In 2017, I was invited to participate in a festival at the Culinary Institute of America — the Hogwarts of chef schools is how I have since came to understand it — called “Worlds of Flavor.” This was the first time I had the opportunity to cook alongside other chefs of color — specifically, Black chefs with African roots, cooking African food at a level that would inspire and command me to step out of my comfort zone.
It was there that I met Shola Olunloyo, the 45-year-old Nigerian wizard of gastronomy who secured the first-ever residency at the nonprofit Stone Barns Center, home of Blue Hill at Stone Barns, the world-renowned restaurant with two Michelin stars in Westchester, New York, helmed by chef Dan Barber. There, Shola took the reins from Barber with a West African-inspired menu from Jan. 13 to Feb. 6.
But how many people have heard of Shola? By his own admission, he is underexposed.
“I’ve never had a publicist, I’ve never written a book, my website looks like s–t, you know,” he laughed. Shola doesn’t get invited to food symposiums; he doesn’t have a public-facing profile that rewards his knowledge through high-profile brand partnerships or a portfolio of global cooking demonstrations. And yet, without a PR machine behind him, he has quietly built the trust and respect of his peers around the world.
So, who is he? Why do so many of the world’s finest chefs respect his work? How did he get on Barber’s radar and earn a residency of such stature without most people knowing who he is?
Who is Shola Olunloyo?
Shola arrived to our Zoom interview with a smile, in the middle of testing a recipe. Mondays and Tuesdays are his own personal recipe development days where he makes wild and rare koji, miso, garum and long-term pickles and ferments. He likes to highlight lesser-known West African ingredients using Italian, French and Japanese methods. He has a hard boundary around these days of creative introspection.

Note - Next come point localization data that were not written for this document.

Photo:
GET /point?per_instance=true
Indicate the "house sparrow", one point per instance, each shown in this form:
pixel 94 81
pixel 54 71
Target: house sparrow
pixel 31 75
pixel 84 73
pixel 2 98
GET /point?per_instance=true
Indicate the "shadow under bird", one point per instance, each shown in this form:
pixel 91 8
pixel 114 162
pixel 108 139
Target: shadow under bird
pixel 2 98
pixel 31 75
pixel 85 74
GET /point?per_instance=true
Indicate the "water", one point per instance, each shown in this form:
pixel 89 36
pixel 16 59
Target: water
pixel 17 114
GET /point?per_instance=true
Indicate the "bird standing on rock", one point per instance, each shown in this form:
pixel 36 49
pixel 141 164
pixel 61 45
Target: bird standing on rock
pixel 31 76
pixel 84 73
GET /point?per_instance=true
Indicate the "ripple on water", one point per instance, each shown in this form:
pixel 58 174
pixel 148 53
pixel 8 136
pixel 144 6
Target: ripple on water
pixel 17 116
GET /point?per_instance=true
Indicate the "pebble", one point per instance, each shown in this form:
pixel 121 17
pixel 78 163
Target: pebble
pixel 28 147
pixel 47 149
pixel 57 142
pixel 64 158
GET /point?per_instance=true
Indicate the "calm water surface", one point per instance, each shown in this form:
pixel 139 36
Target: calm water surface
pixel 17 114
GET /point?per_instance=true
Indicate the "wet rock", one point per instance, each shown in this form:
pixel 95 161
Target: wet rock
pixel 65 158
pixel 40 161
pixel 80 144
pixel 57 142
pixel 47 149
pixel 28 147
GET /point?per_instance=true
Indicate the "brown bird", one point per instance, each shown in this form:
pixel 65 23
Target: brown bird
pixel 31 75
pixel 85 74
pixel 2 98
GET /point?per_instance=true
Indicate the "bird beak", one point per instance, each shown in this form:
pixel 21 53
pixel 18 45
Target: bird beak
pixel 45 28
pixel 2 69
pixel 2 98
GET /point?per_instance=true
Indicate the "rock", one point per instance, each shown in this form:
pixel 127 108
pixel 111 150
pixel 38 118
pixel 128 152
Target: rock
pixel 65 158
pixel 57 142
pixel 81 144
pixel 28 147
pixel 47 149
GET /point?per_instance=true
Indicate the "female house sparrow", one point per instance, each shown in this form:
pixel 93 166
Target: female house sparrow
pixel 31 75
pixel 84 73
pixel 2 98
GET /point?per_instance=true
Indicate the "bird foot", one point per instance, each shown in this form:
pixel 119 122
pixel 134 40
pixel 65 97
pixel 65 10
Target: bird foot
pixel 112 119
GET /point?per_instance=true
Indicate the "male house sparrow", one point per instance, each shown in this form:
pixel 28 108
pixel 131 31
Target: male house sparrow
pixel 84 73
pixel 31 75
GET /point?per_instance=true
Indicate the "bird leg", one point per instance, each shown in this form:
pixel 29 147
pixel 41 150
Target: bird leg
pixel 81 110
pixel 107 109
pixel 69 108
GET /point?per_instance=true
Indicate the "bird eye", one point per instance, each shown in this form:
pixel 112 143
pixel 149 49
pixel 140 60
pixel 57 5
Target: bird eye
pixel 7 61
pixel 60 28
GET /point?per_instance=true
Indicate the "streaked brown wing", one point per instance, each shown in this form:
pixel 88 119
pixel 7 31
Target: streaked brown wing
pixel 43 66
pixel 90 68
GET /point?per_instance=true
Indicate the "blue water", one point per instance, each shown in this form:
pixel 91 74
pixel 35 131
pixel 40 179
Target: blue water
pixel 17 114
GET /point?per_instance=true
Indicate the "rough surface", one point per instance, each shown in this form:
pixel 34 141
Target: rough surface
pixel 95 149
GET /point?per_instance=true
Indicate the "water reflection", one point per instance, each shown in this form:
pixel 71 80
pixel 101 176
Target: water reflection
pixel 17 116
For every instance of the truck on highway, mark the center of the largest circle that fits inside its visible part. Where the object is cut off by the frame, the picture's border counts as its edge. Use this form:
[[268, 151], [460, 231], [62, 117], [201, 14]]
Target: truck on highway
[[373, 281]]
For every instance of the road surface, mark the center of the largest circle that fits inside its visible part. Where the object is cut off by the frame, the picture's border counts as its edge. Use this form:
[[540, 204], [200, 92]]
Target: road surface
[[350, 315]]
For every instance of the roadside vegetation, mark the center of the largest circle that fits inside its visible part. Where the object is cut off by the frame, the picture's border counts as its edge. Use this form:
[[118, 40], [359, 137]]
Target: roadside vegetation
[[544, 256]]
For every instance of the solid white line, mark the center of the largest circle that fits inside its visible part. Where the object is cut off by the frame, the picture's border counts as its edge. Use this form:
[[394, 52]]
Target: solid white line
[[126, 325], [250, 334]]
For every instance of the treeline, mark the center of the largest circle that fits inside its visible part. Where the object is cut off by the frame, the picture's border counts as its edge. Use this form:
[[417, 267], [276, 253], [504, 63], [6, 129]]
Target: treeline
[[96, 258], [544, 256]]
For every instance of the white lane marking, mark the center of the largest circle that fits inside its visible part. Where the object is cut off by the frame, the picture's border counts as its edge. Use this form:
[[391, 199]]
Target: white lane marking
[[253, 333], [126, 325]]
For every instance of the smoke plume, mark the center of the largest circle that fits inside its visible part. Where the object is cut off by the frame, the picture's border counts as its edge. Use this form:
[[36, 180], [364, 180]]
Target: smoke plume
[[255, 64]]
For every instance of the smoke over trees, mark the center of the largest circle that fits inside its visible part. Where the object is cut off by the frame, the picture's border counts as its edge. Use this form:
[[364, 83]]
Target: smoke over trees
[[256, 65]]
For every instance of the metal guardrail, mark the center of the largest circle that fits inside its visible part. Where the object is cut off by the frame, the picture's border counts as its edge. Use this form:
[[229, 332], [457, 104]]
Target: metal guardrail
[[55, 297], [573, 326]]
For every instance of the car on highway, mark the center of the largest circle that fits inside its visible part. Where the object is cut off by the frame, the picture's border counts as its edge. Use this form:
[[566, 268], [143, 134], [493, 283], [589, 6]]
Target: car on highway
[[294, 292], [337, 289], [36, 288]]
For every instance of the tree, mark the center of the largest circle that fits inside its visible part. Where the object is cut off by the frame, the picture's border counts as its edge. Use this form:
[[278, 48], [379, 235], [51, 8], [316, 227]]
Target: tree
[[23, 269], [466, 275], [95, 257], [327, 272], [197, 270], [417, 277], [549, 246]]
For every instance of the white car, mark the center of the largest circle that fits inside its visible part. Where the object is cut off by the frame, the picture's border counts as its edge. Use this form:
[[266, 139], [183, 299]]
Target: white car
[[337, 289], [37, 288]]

When asked to describe what he does, since he is a chef without a restaurant, he said, “I build a relationship with food and flavor and find the right forum for it.”
This is what occupies Shola through his private dining clients, restaurant pop-ups and collaborations and in his rigorous research-and-development work for manufacturers and brands.

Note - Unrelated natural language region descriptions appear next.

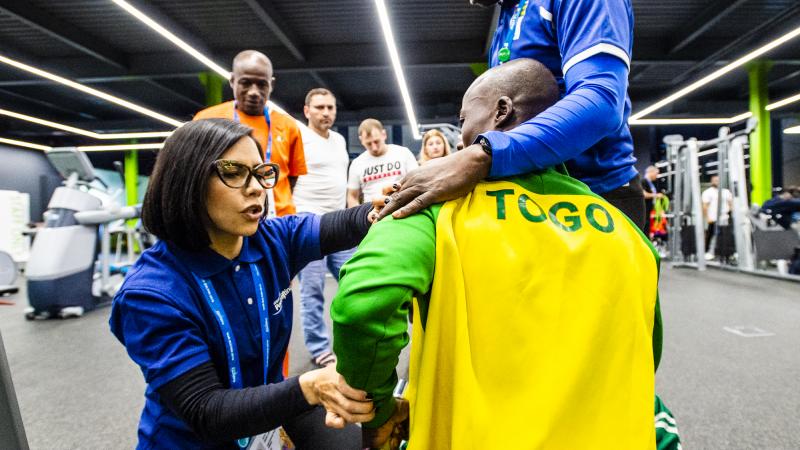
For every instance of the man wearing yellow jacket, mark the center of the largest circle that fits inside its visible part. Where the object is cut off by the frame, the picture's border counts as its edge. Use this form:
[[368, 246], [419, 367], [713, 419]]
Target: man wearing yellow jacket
[[536, 316]]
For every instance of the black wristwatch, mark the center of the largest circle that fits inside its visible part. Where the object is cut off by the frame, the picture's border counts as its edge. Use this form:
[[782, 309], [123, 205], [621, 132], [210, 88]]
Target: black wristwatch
[[485, 145]]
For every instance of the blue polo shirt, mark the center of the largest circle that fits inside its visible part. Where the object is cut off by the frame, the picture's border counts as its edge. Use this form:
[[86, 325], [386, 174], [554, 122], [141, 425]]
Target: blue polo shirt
[[165, 324], [586, 44]]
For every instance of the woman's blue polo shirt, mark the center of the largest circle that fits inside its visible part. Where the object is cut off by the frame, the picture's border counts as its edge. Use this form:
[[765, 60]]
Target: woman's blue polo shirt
[[164, 322]]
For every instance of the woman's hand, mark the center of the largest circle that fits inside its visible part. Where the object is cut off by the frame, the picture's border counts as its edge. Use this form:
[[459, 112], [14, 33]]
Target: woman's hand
[[390, 434], [439, 180], [379, 203], [344, 404]]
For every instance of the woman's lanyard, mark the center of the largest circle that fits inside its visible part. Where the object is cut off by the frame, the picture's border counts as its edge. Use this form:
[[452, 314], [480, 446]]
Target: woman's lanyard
[[268, 154], [514, 29], [234, 367]]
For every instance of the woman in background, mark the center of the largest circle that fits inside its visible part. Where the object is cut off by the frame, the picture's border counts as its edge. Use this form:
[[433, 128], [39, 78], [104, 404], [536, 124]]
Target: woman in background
[[434, 145]]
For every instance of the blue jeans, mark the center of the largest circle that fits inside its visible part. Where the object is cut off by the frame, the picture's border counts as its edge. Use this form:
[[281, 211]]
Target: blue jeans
[[312, 300]]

Shola has a placid, measured energy. He is a man in control. Unflappable, even when speaking of his only restaurant venture going wrong, which lost him his life savings, he said, pragmatically, “I ended up with $1,000 left in my bank account and had to start again. So, you know, I felt anger, rage, but I just went back to the things that inspired me five years ago to push the envelope and find a new studio and start doing my pop-up dinners. And that’s what I did. Backwards and forwards.”
I had been following Shola’s Instagram @studiokitchen for some years before I met him. I regard him as something of a Black Heston Blumenthal, a pioneer of multi-sensory cooking — but cooler. His account is akin to a modern science of cooking for Africans. He is an open book, sharing his recipe ideas, concoctions and techniques for the world to glean inspiration and instruction, free of charge and without comparison or competition.